É possível condenar o governo de Israel por crimes de guerra em Gaza sem enveredar pela infâmia do antissemitismo

Washington Rocha


No primeiro século da Era Cristã, após a guerra promovida pelo Império Romano – imperadores Vespasiano e seu filho e sucessor Tito – contra a província da Judéia – a capital Jerusalém arrasada, o Templo de Salomão destruído –, houve a grande diáspora. Os judeus sobreviventes, espalhados pelo mundo, passaram a ser perseguidos, com maior ou menor crueldade, em um ou outro tempo e lugar; havendo, porém, lugares e momentos de bom acolhimento. Como todos sabem, o preconceito e ódio antissemita culminou com o chamado holocausto, quando a Alemanha nazista promoveu o extermínio de cerca de seis milhões de judeus. Tivessem os judeus uma Pátria, teriam tido a possibilidade de ter, pelo menos resistido; talvez evitado não só o holocausto, mas também outras perseguições milenares.

O movimento sionista, iniciado no fim do século XIX, teve como programa, justamente, a reconstrução dessa Pátria pelo retorno ao lar de origem: a Terra de Sião/Israel. Tal desiderato foi realizado após a derrota do nazismo na Segunda Grande Guerra e sob o impacto do desvelamento dos horrores do holocausto. Nesse erguimento de um lar para os judeus, o Brasil teve papel da maior importância, especialmente através da ação do nosso extraordinário diplomata Oswaldo Aranha.

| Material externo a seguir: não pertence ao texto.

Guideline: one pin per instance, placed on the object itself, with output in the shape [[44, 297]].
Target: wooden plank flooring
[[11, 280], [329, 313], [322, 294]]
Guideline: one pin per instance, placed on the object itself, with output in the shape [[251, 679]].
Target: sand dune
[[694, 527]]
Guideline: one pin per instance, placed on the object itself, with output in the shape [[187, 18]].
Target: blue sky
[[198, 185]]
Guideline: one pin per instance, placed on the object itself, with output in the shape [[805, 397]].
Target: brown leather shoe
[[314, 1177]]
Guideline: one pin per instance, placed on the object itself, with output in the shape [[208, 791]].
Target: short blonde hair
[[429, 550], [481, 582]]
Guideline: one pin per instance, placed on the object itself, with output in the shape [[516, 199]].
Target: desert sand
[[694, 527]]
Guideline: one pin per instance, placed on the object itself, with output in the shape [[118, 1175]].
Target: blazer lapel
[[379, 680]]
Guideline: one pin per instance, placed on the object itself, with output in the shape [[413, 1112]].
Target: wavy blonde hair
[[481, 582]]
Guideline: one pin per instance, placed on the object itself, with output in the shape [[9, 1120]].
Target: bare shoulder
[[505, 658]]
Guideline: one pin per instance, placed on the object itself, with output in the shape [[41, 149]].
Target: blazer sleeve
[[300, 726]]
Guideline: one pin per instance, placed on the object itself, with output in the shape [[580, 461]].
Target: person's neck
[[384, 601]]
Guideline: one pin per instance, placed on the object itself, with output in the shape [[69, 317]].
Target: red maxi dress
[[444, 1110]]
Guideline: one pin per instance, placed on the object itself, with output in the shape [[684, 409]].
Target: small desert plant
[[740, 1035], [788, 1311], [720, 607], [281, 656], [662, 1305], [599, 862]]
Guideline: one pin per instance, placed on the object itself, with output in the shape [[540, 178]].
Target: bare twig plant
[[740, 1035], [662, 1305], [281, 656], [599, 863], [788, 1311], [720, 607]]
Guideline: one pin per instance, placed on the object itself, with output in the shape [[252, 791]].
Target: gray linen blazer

Tudo isso é história sabida e repetida, a que se tem de voltar mais uma vez porque no rastro da polêmica do conflito de Israel com os palestinos e guerra contra o Hamas vem sendo reabilitada, agora no âmbito da esquerda, a infâmia do discurso antissemita.

Antes de prosseguir serão úteis algumas outras considerações de base. Desde a diáspora do século primeiro, nunca deixou de haver judeus que continuassem vivendo, ou se escondendo, como pudessem, na Pátria destruída; tanto quanto é verdade que na região foram chegando, ao correr de séculos, populações de outras origens, principalmente árabes; havendo forte concentração na região conhecida também com Palestina. Portanto, uma primeira questão de justiça se impõe: se os judeus tiveram direito à sua Pátria, os palestinos têm o mesmo direito a uma Pátria livre e soberana. Isto, aliás, fora previsto na resolução da ONU, em novembro de 1947, que estabelecia a divisão da região, já conflituosa, em dois Estados: Estado de Israel e Estado da Palestina. Em maio de 1948, David Ben-Gurion, presidente da Organização Sionista Mundial, proclamou o nascimento oficial do Estado de Israel. Os palestinos não aceitaram a partilha e, com apoio de países árabes, atacaram o Estado recém fundado. Já em 1949, Israel havia vencido esta curta guerra; que, no entanto, seria a abertura para outras, num conflito que parece interminável. Muitos afirmam, e nos juntamos a estes, que só a velha proposta de dois Estados poderá levar à solução do conflito, engendrando uma paz duradoura.

No momento, principalmente duas forças se opõem a esta solução: o governo criminoso de Benjamin Netanyahu e o grupo terrorista do Hamas; que é também governo criminoso de Gaza. Netanyahu e seu governo de extrema-direita projetam uma extensão sem limites de Israel sobre o território palestino; já o Hamas tem como programa a extinção total de Israel.

Fora desses extremos, só resta a solução dos dois Estados. Eis que parte da esquerda, entoando o refrão “From the river to the sea, Palestine will be free” (Do rio até ao mar, a Palestina será livre) vem perfilhando o programa do Hamas; abrindo uma narrativa que vai do antissionismo ao mais despudorado antissemitismo. Vejam que a Palestina só pode se estender do rio (que é o Jordão) até ao mar (que é o Mediterrâneo) passando por cima, destruindo, ocupando todo o território israelense.

Historicamente, a relação da esquerda – especialmente a esquerda marxista – com o judaísmo é profunda e muito complexa; isto porque a participação de judeus foi – e continua sendo – exponencial tanto no desenvolvimento do capitalismo moderno quanto na contestação revolucionária do capitalismo. Sem entrar, por enquanto, nessa complexidade, quero terminar a primeira parte deste artigo com uma abordagem do líder bolchevista Vladimir Lênin sobre o antissemitismo:

 “Apenas as pessoas totalmente ignorantes ou embrutecidas podem acreditar nas mentiras e calúnias disseminadas contra os judeus”.